Priscila, Cássia, Karina e Rafaela, da Paróquia São Gaspar Bertoni (Venda Nova), produzem bombons (foto: CRISTINA HORTA/EM/D.A PRESS)
Muitos jovens mineiros vão ficar os seis dias da JMJ no Rio, a um custo estimado, por pessoa, de R$ 1,4 mil. Outros ficarão apenas um fim de semana, celebrando a chegada do papa Francisco, a vigília em Guaratiba e via-sacra no Bairro de Copacabana. Nesse segundo caso, o gasto será de R$ 427, com hospedagem em escolas, paróquias, casas de religiosos e espaços denominados acampamentos. “É muito dinheiro para as famílias da nossa comunidade, por isso os jovens estão empenhados em conseguir os recursos”, ressalta Edmar Basílio, coordenador da pastoral dos jovens da Paróquia São Gaspar Bertoni, no Bairro Lagoa, em Venda Nova, no limite com Ribeirão das Neves.

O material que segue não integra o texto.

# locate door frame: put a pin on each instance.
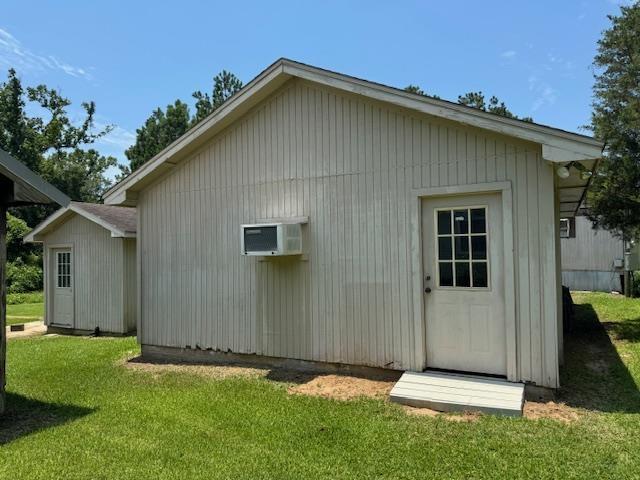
(504, 188)
(48, 281)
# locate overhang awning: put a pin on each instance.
(572, 190)
(20, 186)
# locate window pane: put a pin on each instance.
(462, 248)
(479, 274)
(446, 274)
(444, 222)
(460, 221)
(478, 220)
(479, 247)
(463, 277)
(444, 248)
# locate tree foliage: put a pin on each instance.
(50, 144)
(158, 131)
(476, 100)
(225, 85)
(614, 197)
(165, 126)
(494, 105)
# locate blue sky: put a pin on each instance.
(133, 56)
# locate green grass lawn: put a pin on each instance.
(24, 312)
(76, 413)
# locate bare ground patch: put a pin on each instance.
(339, 387)
(550, 410)
(208, 371)
(343, 387)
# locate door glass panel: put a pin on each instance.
(460, 221)
(444, 222)
(446, 274)
(444, 248)
(63, 273)
(462, 248)
(479, 247)
(465, 245)
(478, 220)
(480, 274)
(463, 276)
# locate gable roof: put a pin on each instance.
(28, 188)
(557, 145)
(120, 221)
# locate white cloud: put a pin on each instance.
(14, 54)
(545, 93)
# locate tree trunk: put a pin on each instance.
(3, 304)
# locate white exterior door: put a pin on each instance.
(62, 283)
(463, 257)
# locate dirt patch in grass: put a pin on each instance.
(343, 387)
(550, 410)
(338, 387)
(208, 371)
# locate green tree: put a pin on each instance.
(50, 144)
(494, 105)
(165, 126)
(475, 100)
(158, 131)
(225, 85)
(614, 196)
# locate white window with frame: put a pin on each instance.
(462, 260)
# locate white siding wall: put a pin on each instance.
(350, 165)
(98, 273)
(130, 284)
(590, 249)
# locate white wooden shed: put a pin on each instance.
(89, 268)
(428, 230)
(592, 259)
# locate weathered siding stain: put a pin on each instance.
(349, 164)
(98, 267)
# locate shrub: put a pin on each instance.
(23, 278)
(30, 297)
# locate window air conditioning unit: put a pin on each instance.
(272, 239)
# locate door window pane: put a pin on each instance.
(462, 248)
(479, 247)
(463, 276)
(444, 222)
(446, 274)
(444, 248)
(478, 220)
(460, 221)
(480, 274)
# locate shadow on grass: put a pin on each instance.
(25, 416)
(594, 376)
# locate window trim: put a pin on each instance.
(468, 235)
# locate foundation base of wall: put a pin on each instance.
(80, 332)
(536, 393)
(157, 354)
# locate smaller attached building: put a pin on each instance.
(89, 268)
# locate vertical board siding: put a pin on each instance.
(98, 270)
(130, 284)
(350, 165)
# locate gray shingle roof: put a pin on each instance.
(122, 218)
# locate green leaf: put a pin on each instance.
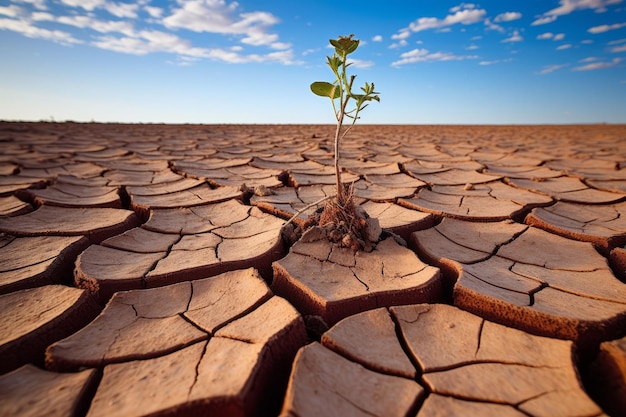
(344, 45)
(325, 89)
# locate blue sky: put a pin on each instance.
(251, 61)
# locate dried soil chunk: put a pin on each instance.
(603, 225)
(70, 194)
(29, 391)
(197, 196)
(241, 371)
(181, 245)
(439, 406)
(608, 377)
(32, 319)
(494, 201)
(400, 220)
(191, 220)
(13, 206)
(141, 240)
(141, 324)
(370, 339)
(465, 359)
(568, 189)
(336, 282)
(103, 270)
(36, 261)
(95, 223)
(323, 383)
(618, 262)
(134, 325)
(452, 177)
(528, 279)
(164, 188)
(220, 299)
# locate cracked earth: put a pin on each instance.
(143, 272)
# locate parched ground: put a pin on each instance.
(143, 271)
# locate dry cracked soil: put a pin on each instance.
(143, 272)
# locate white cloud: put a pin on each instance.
(515, 37)
(605, 28)
(38, 4)
(399, 44)
(217, 16)
(122, 9)
(507, 17)
(598, 65)
(422, 55)
(152, 41)
(88, 5)
(551, 68)
(359, 63)
(496, 61)
(568, 6)
(402, 34)
(492, 26)
(464, 14)
(11, 11)
(27, 29)
(102, 26)
(543, 20)
(155, 12)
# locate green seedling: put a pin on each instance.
(345, 103)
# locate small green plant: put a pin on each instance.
(341, 97)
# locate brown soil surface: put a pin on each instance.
(144, 271)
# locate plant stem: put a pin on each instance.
(345, 97)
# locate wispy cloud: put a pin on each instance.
(494, 62)
(464, 14)
(568, 6)
(493, 26)
(507, 17)
(598, 65)
(27, 29)
(551, 68)
(117, 28)
(605, 28)
(128, 10)
(423, 55)
(217, 16)
(547, 35)
(515, 37)
(360, 63)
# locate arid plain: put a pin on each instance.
(143, 271)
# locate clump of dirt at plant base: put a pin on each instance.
(342, 222)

Além da venda de doces e salgados, os jovens fizeram festa em praça pública e agora vendem bilhetes de uma rifa. Observando a movimentação das adolescentes, o pároco Jarbas Matos diz que os pais só deixam a garotada viajar “se a gente for junto”. O macarrão está na chapa e é impossível resistir ao aroma que invade o pátio ao lado da Igreja de Nossa Senhora Aparecida, na Praça São Jorge, nº 1. “A necessidade faz a gente aprender”, confessa a estudante Priscila do Carmo, de 17, residente em Ribeirão das Neves, que começou em dezembro, junto com os outros amigos, a preparar os alimentos e gostou. “Estou superansiosa com a JMJ e a Semana Missionária. Vamos trazer experiência para casa”, adianta a adolescente.

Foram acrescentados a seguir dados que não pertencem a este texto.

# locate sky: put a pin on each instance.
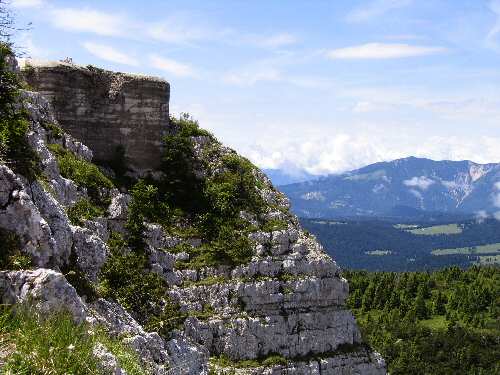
(319, 85)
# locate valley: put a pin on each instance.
(381, 245)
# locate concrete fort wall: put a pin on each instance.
(106, 110)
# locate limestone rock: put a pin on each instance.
(48, 290)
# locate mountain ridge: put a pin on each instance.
(425, 185)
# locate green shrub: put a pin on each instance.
(48, 345)
(146, 204)
(180, 185)
(54, 130)
(126, 279)
(54, 344)
(185, 126)
(267, 361)
(83, 210)
(11, 257)
(273, 225)
(83, 173)
(234, 189)
(14, 147)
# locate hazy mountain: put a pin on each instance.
(284, 177)
(404, 188)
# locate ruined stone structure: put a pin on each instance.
(106, 110)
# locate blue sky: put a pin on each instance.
(324, 86)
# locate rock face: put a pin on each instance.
(287, 301)
(105, 110)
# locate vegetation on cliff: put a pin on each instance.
(199, 196)
(14, 148)
(445, 322)
(54, 344)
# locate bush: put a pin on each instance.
(14, 147)
(185, 126)
(54, 130)
(126, 279)
(83, 173)
(146, 204)
(83, 210)
(54, 344)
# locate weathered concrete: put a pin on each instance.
(105, 109)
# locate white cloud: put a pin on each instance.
(274, 41)
(382, 51)
(109, 53)
(496, 194)
(183, 28)
(172, 66)
(319, 149)
(89, 20)
(421, 182)
(26, 3)
(481, 216)
(451, 185)
(416, 193)
(492, 36)
(250, 75)
(374, 9)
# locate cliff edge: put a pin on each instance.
(199, 267)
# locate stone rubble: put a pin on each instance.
(289, 300)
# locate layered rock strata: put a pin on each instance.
(287, 302)
(106, 110)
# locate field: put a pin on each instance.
(382, 245)
(488, 260)
(378, 252)
(493, 248)
(437, 229)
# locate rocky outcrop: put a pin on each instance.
(287, 301)
(106, 109)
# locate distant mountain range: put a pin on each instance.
(284, 177)
(409, 187)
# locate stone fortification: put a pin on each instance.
(106, 110)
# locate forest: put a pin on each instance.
(441, 322)
(382, 245)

Ao lado, Karina Rocha Pereira, de 16, diz que já sabia cozinhar, “pois filha única precisa saber de tudo”, e está feliz com a chance de ver o papa e conhecer o Rio. “Se não fizéssemos essas promoções, aos domingos, depois da missa das 19h, ficaria muito difícil para nossos pais arcar com tudo.” A estudante Cássia Marina de Souza Ferreira, de 18, moradora do Bairro Lagoa, vai com o namorado, também atuante na paróquia, e põe fé nas celebrações religiosas em BH e no Rio. “Será uma boa viagem, pelo menos estamos na maior esperança e expectativa.” Diante da igreja, a estudante Rafaela Freitas Bicalho, que pretende cursar administração, apresentou uma bandeja de bombons, vendidos a R$ 1 a unidade, faz a propaganda: “Tem de brigadeiro e coco. E vem agradando”.

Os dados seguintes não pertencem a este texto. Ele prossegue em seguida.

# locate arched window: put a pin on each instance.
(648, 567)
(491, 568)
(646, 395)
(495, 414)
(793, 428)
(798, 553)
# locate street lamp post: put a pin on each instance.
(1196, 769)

SAIBA MAIS: Origem do evento

A Jornada Mundial da Juventude, que está em sua 28ª edição, é um evento católico realizado a cada dois ou três anos, convocado pelo papa e em cidade indicada por ele. É considerado o maior evento da Igreja em congregação de jovens e tem sempre a presença do sumo pontífice. A história começou em 1984, quando o papa João Paulo II (1920-2005), durante celebração na Praça de São Pedro, no Vaticano, entregou aos jovens a cruz que se tornaria um dos principais símbolos da JMJ. Na ocasião, o papa pediu aos jovens que enviassem a cruz, que ficou conhecida como Cruz da Jornada, a diversas partes do mundo. Em 1985, declarado o Ano Internacional da Juventude pela Organização das Nações Unidas (ONU), o papa instituiu a Jornada Mundial da Juventude durante um encontro internacional de jovens no Vaticano. No Brasil, a JMJ terá como tema “Ide e fazei discípulos entre todas as nações” (Mt 28, 19).